Lebanon's two main Shiite parties said the negotiating team in the border talks shouldn't include civilians.

Hezbollah today took issue with the Lebanese delegation chosen to participate in unprecedented talks with Israel over contested borders in the Mediterranean Sea.

Representatives from Israel and Lebanon gathered for talks facilitated by the United States aimed at resolving a dispute over access to 330 square miles in the oil-rich waters. Both Middle Eastern countries are hoping to develop new gas fields in the Mediterranean. 

In a joint statement released hours before the talks were due to start today, Hezbollah and Amal, the country’s other main Shiite party, called for the negotiating team to be revised to include only members of the military. 

Led by Brig. Gen. Bassam Yassin, the Lebanese delegation included Col. Mazen Basbous, Lebanese oil official Wissam Chbat and border control expert Najib Massihi.  

 “The two demand immediately rowing back from this decision and re-forming the delegation in line with the framework agreement,” the statement said. “Amal and Hezbollah announce their explicit rejection of what happened.”

The talks were held at the headquarters of the UN peacekeeping mission in Lebanon in the Lebanese border town of Naqoura. A statement from the State Department described the meeting as “productive” and said both sides reaffirmed their commitment to reconvene later this month.
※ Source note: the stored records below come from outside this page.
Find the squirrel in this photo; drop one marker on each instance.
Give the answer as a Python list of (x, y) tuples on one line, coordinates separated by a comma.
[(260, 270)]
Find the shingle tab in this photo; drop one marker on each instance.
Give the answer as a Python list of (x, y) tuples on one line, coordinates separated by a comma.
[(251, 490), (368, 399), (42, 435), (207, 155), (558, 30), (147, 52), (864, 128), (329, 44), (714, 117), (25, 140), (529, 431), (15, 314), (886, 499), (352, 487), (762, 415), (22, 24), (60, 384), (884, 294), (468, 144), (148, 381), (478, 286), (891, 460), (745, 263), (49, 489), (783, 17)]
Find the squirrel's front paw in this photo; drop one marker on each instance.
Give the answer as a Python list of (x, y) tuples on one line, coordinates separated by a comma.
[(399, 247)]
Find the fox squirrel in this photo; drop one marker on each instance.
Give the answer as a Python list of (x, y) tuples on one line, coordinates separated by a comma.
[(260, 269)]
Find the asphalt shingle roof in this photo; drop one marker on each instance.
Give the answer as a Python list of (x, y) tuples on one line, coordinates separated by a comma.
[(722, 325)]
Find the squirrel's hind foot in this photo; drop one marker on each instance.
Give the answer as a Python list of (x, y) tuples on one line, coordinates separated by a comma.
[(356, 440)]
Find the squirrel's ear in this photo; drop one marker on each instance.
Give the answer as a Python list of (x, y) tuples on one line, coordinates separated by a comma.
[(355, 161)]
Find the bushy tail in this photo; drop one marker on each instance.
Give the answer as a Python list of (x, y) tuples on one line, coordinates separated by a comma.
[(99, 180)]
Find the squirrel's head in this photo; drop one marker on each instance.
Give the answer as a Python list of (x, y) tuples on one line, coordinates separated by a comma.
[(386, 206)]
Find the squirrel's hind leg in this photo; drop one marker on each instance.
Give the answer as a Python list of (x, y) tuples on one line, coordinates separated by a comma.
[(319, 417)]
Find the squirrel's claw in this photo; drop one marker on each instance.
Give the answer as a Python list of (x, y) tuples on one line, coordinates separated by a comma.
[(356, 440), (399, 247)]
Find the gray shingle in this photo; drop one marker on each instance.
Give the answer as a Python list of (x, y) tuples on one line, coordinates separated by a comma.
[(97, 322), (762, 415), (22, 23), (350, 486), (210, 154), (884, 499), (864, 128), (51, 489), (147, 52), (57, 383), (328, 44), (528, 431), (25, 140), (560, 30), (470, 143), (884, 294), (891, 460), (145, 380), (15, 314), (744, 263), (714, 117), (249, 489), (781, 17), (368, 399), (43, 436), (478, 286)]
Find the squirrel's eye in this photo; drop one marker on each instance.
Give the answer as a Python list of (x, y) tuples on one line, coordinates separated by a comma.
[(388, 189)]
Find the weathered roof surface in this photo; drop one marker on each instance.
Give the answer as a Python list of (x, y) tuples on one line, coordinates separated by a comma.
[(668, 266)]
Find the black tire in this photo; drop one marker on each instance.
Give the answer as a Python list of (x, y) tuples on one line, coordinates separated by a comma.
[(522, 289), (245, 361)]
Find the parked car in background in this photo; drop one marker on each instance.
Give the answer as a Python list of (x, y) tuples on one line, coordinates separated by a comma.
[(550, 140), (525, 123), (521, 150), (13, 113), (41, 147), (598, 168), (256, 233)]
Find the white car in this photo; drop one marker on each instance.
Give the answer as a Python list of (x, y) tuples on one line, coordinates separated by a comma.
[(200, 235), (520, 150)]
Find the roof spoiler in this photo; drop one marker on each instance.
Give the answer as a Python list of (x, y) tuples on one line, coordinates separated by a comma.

Lebanon and Israel are still technically at war and maintain no diplomatic relations. Earlier in the week, the pro-Hezbollah Al-Akhbar newspaper called the talks with Israel “a moment of unprecedented political weakness for Lebanon.” 

The maritime border talks come on the heels of another diplomatic breakthrough brokered by the Donald Trump administration. Last month, the United Arab Emirates and Bahrain established normal relations with Israel, becoming the first Arab states to do so since Egypt in 1979 and Jordan in 1994.

Also today, President Michel Aoun announced he was postponing consultations with parliament aimed at naming a new prime minister. Lebanon has struggled to form a new government since former Prime Minister Hassan Diab and his Cabinet resigned days after the deadly Beirut blast in August.